Pero Emma no se sintió así.

Los días siguientes fueron peores. No podía verse en el espejo sin sentir asco, no podía entrar a su casa sin sentir las miradas de su madre, que reflejaban dolor y, a la vez, frustración al no saber qué más podía hacer.

Alice seguía como si nada, como si todo fuera normal. Pero Emma no podía seguir.

Una noche, después de otra pelea con su madre, decidió irse. Caminó sin rumbo por las calles hasta llegar al barrio de Alice. Pensó que, quizás, si se quedaba con ella, todo sería más fácil.

Pero cuando llegó, vio algo que la hizo retroceder.

Alice estaba con otro hombre, uno diferente, uno con una sonrisa sucia y las manos grandes e inquietas.

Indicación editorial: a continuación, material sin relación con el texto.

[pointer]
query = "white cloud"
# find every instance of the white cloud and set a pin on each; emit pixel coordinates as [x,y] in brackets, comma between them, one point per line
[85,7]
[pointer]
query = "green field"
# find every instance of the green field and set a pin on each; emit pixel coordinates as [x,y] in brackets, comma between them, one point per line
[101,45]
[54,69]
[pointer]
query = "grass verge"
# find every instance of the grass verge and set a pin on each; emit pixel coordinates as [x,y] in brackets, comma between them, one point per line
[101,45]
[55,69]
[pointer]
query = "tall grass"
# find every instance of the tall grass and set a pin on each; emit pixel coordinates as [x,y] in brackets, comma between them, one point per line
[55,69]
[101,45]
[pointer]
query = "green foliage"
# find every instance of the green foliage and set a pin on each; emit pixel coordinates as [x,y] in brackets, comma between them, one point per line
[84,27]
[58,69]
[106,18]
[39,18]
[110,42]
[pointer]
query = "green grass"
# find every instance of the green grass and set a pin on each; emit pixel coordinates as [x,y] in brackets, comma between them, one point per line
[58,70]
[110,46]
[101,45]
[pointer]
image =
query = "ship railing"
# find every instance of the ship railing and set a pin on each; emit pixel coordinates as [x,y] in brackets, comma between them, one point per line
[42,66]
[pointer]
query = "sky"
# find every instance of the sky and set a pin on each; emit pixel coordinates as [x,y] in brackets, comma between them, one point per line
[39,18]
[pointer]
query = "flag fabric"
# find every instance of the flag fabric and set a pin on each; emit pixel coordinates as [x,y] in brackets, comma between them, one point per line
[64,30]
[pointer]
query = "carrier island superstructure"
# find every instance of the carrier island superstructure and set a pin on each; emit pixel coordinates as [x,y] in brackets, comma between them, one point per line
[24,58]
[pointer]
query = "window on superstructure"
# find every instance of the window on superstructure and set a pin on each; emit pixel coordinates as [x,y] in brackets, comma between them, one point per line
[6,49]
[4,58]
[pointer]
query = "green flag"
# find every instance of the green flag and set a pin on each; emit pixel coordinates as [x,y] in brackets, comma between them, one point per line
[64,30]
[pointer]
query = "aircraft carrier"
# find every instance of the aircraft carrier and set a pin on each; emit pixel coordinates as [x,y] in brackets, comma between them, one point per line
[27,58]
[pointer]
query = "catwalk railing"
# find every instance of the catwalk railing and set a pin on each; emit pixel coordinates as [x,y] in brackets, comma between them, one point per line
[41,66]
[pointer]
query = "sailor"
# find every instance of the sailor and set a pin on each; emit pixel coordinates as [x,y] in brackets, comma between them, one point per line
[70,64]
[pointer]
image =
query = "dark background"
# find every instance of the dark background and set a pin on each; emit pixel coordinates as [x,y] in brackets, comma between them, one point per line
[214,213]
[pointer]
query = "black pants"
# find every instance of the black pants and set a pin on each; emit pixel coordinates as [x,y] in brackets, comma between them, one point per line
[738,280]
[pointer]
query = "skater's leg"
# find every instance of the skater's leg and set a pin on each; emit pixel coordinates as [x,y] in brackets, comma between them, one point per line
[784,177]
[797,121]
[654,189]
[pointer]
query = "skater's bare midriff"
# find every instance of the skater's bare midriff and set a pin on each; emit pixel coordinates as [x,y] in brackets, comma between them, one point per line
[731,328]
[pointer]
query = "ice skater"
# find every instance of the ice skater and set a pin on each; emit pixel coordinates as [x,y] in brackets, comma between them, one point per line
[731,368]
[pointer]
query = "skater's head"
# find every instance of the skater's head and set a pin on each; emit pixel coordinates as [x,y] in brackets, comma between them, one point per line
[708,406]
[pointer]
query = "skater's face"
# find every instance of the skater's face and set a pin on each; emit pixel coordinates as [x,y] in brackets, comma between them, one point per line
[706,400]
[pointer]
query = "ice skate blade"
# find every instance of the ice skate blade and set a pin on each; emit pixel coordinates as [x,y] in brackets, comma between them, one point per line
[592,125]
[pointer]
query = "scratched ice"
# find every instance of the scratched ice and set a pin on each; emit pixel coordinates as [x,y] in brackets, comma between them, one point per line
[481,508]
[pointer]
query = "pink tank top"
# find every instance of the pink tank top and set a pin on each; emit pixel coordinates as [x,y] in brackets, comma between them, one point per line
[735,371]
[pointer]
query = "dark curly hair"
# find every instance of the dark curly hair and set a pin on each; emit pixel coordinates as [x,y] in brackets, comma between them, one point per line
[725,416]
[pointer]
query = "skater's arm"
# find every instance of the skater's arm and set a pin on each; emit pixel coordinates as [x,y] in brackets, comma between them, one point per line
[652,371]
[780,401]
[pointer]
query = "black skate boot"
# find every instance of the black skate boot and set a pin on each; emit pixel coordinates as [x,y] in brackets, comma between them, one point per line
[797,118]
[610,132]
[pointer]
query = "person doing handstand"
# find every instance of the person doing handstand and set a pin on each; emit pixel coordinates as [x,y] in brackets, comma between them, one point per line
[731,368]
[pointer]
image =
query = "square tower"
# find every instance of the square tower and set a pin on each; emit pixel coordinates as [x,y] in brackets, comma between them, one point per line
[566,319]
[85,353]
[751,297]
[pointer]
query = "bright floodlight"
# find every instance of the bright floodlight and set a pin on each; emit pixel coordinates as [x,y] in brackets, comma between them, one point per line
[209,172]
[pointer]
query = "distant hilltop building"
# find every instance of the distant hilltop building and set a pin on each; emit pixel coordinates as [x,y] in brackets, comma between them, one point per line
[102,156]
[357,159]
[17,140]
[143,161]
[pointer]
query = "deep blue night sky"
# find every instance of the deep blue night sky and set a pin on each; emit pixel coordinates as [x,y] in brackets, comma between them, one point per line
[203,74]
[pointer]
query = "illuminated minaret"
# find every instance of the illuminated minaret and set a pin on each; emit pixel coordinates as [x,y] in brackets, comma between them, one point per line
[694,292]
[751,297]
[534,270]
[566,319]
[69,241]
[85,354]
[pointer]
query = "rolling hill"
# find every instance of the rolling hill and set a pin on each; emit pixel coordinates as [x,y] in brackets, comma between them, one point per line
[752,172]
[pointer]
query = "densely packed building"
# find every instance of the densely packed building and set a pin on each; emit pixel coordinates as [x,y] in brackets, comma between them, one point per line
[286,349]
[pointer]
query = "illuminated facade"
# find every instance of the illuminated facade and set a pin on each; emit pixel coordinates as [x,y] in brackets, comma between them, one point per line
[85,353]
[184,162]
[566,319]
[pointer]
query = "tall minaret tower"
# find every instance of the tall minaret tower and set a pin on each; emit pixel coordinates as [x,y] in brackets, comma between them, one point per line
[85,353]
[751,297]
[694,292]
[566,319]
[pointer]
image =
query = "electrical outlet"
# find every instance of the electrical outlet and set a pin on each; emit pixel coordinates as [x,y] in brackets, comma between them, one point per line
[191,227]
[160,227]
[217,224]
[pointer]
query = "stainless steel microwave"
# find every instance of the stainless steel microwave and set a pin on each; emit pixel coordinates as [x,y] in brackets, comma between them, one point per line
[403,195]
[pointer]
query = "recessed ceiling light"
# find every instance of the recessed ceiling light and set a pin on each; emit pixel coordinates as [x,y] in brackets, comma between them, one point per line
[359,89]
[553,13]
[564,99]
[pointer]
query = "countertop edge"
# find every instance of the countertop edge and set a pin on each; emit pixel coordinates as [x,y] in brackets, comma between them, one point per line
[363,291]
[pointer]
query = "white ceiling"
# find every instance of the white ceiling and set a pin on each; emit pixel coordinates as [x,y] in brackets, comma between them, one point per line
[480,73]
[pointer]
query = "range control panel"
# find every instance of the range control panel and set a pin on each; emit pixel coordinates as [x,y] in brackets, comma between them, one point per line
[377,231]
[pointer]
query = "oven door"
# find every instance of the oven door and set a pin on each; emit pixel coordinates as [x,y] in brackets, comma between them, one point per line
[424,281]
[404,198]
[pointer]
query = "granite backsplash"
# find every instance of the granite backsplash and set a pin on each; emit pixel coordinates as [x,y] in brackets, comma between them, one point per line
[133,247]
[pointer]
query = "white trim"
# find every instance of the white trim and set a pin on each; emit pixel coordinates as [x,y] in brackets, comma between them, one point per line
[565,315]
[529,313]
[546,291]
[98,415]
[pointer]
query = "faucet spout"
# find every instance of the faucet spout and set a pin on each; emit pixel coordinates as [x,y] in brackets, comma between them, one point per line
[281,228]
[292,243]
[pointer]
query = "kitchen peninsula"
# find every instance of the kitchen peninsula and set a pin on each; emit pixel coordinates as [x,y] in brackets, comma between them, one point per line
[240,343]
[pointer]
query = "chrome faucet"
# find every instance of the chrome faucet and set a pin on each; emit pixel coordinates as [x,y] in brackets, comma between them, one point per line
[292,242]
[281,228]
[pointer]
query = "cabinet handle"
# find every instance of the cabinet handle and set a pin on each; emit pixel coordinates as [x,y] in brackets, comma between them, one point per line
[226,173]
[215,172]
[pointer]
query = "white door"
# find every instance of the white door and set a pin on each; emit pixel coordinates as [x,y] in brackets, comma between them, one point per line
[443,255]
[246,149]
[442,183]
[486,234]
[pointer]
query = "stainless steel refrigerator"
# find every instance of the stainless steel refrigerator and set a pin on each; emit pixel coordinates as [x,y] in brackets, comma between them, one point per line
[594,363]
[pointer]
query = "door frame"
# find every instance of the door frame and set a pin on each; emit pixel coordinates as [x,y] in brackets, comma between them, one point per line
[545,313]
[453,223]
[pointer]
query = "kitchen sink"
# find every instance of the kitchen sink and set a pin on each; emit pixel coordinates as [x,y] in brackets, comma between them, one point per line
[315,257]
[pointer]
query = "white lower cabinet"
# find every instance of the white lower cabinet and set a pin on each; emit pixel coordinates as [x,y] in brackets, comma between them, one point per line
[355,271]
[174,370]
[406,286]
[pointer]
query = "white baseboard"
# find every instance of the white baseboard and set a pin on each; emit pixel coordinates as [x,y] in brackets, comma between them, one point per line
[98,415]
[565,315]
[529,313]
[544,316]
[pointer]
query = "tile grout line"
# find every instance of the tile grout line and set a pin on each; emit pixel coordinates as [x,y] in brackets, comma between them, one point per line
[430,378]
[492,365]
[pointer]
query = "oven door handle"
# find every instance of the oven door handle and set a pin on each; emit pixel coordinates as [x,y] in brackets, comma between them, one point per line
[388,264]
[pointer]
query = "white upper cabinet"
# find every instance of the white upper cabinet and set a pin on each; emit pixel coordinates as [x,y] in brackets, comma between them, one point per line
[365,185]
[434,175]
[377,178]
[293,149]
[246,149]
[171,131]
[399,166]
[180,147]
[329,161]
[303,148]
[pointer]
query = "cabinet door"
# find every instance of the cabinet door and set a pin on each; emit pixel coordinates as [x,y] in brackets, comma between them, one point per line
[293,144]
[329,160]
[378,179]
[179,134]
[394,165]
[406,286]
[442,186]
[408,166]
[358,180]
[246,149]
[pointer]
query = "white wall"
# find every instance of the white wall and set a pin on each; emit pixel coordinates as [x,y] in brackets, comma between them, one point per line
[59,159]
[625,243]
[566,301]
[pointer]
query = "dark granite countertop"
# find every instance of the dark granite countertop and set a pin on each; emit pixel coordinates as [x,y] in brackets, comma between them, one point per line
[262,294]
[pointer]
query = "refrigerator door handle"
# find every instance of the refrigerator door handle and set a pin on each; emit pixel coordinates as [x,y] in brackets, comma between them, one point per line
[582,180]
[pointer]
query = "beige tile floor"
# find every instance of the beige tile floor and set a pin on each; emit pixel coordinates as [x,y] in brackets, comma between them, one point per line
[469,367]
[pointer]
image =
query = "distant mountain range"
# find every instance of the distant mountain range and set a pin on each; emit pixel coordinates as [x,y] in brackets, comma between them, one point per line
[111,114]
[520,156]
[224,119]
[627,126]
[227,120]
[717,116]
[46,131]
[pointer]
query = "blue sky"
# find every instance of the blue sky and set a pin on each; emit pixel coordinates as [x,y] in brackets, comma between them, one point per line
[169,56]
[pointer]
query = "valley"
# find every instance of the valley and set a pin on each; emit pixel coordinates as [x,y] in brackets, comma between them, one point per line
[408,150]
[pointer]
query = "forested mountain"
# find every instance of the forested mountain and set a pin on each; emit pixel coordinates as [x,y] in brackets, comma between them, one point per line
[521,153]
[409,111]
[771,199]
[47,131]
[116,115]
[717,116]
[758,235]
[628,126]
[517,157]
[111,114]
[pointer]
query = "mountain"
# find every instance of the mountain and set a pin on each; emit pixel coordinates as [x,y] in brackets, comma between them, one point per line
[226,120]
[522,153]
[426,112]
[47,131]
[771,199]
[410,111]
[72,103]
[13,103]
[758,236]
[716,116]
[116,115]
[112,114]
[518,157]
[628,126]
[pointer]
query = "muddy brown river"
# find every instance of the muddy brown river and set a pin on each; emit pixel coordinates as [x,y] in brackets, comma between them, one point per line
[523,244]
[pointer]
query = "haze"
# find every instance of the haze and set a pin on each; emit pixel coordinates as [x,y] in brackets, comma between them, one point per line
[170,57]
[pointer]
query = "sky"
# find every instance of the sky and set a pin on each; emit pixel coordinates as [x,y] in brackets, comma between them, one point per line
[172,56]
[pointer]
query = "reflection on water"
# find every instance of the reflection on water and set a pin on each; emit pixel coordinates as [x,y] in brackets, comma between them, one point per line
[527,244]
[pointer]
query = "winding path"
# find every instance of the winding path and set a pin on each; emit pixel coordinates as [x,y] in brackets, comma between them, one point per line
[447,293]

Emma sintió ganas de vomitar.

No podía más. No quería acabar como su amiga Alice.

Volvió a su casa cuando el amanecer apenas estaba saliendo. Su madre no había podido dormir, con los ojos hinchados y sus manos no paraban de temblar.
Cuando la vio entrar, se quedó callada y solo la abrazó.

Y por primera vez, después de tanto miedo, Emma sintió miedo de verdad. Miedo de todo lo que había hecho. Miedo de en lo que se había convertido.

Miedo de que fuera demasiado tarde para volver.